2. ABUSE OF THE PUBLIC PARTICIPATION CLAUSE OF THE CONSTITUTION
I also feel that the attempt of the task force to seek the views of the public has been feeble and cynical. The first notice we saw in the local dailies assumed that "consumptive wildlife" model is the only model of wildlife management in Kenya, and allowed for no alternative opinion. The notice started by explaining what consumptive agenda, but not what opposition or alternatives were available. The questions at the end of the notice began by asking the the public if we agree with consumptive wildlife, and give us a No option. But all the other questions that followed assumed that our answer is Yes.

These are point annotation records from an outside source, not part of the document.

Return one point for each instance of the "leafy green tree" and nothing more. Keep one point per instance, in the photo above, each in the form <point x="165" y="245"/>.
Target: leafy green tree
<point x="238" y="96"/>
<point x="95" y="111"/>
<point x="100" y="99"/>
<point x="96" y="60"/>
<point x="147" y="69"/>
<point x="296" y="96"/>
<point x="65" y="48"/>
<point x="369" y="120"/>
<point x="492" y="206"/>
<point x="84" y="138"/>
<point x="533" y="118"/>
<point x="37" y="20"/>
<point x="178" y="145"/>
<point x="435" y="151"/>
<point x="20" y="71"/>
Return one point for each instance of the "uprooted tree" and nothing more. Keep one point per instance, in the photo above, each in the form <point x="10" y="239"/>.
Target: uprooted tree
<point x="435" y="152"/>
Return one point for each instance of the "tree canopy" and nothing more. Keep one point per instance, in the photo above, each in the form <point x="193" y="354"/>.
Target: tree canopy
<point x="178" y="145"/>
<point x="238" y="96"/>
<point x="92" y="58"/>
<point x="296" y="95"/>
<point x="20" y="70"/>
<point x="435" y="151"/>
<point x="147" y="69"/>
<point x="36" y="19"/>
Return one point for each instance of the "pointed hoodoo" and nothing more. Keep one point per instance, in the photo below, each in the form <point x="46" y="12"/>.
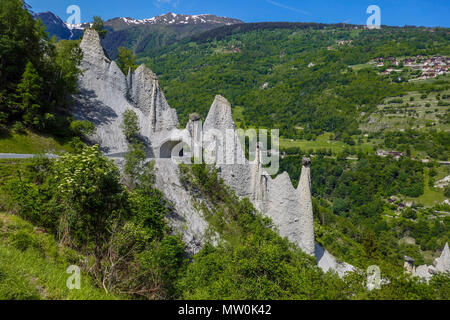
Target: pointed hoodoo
<point x="91" y="45"/>
<point x="220" y="115"/>
<point x="305" y="208"/>
<point x="443" y="264"/>
<point x="146" y="94"/>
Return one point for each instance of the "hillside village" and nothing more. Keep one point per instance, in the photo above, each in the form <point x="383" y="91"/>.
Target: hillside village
<point x="425" y="67"/>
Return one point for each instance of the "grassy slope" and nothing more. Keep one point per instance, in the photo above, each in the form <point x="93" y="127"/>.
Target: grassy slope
<point x="29" y="143"/>
<point x="33" y="266"/>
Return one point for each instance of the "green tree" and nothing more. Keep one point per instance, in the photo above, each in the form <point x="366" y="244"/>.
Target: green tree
<point x="98" y="26"/>
<point x="28" y="95"/>
<point x="126" y="60"/>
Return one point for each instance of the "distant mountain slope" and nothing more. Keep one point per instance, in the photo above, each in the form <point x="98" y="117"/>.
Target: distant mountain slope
<point x="143" y="36"/>
<point x="57" y="27"/>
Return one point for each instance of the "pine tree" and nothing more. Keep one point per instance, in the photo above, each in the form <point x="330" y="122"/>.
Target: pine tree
<point x="126" y="60"/>
<point x="28" y="94"/>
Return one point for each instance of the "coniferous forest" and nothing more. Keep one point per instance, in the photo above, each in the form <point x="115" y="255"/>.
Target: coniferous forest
<point x="378" y="138"/>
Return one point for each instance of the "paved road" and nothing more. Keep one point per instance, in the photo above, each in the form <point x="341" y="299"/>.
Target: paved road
<point x="22" y="156"/>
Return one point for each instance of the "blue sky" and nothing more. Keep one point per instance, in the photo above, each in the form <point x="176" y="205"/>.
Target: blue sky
<point x="393" y="12"/>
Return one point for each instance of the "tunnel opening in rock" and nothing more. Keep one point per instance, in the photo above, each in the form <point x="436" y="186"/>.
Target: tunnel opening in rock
<point x="173" y="149"/>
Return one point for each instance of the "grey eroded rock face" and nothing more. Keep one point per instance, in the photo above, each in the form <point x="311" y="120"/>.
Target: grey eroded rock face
<point x="441" y="264"/>
<point x="289" y="209"/>
<point x="105" y="93"/>
<point x="327" y="262"/>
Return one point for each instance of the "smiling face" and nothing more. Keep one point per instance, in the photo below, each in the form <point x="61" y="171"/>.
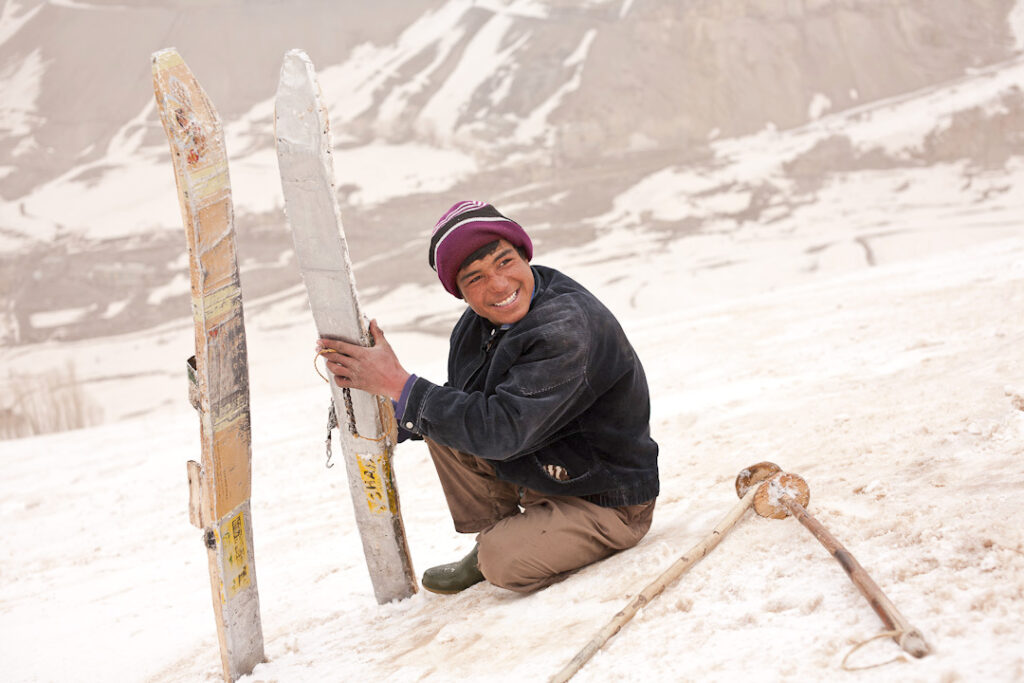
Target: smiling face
<point x="499" y="286"/>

The notice flouted the spirit of the constitution that respects the diversity of perspectives of the Kenyan people and expected that diversity to bear on decisions that affect all of us.
Another element of bad faith in the notice was the use of technical terms known mostly to those in the narrow field of ecology or conservation. Terms such as "culling," "off-take," and "cropping," alienate not just the general public, but also communities whose indigenous knowledge contains wisdom on alternative ways to live together with wildlife.
The purpose of the public participation clause is to encourage genuine and authentic participation of the people in decisions that affect them, but the task force notice sounds like the intention was to erect obstacles to manipulate the public to support a certain view.
1. DIVORCE WILDLIFE CONSERVATION FROM TOURISM
The fundamental mistake that Kenya has perpetuated since independence is to see wildlife primarily in terms of the money which comes from wildlife tourism. This obsession with money has distorted our national sense of duty to the environment and to the heritage of our ancestors. Wildlife conservation should be removed from the tourism ministry and placed under the Environment ministry. Conservation should be driven not by the effort to earn tourist dollars, but as our duty to our environment and our heritage.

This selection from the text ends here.